Pra eles, melhor que jogo da seleção é viajar

Mesmo com jogo do Brasil, pela semifinal da Copa do Mundo, muitos marcaram viagem para o mesmo horário da partida

iG Minas Gerais | Vinicius Lacerda |

ESPORTES - BH - MG
To nem ai. Pessoas que resolveram viajar na hora do jogo entre Brasil x Alemanha, semi final da Coapa do mundo de 2014. 
Na foto: Vinicius Carlos de Oliveira, 23 anos, produtor de eventos. Nao gosta de futebol, embarcava para viajar as 18 horas e resolveu chegar mais cedo. Lia tranquilamente durante o primeiro tempo do jogo. 

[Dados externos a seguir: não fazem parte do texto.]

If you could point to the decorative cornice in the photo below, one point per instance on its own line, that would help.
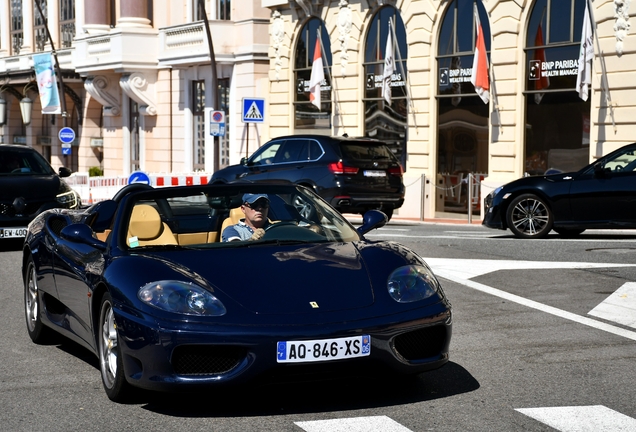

Foto: PEDRO GONTIJO / O TEMPO / 08.07.2014
PEDRO GONTIJO / O TEMPO
ESPORTES - BH - MG To nem ai. Pessoas que resolveram viajar na hora do jogo entre Brasil x Alemanha, semi final da Coapa do mundo de 2014. Na foto: Vinicius Carlos de Oliveira, 23 anos, produtor de eventos. Nao gosta de futebol, embarcava para viajar as 18 horas e resolveu chegar mais cedo. Lia tranquilamente durante o primeiro tempo do jogo. Foto: PEDRO GONTIJO / O TEMPO / 08.07.2014

Às 17h de hoje quase toda a população do Brasil estava em frente ao televisor para assistir ao jogo entre as seleções brasileiras e alemã, pelas quartas de final da Copa do Mundo. Mas “quase” implica que havia pessoas que optaram por outras atividades. Algumas delas, inclusive, não se importaram de viajar no horário do jogo. Na rodoviária de Belo Horizonte, cidade que sediou o jogo, não foi difícil encontrá-las.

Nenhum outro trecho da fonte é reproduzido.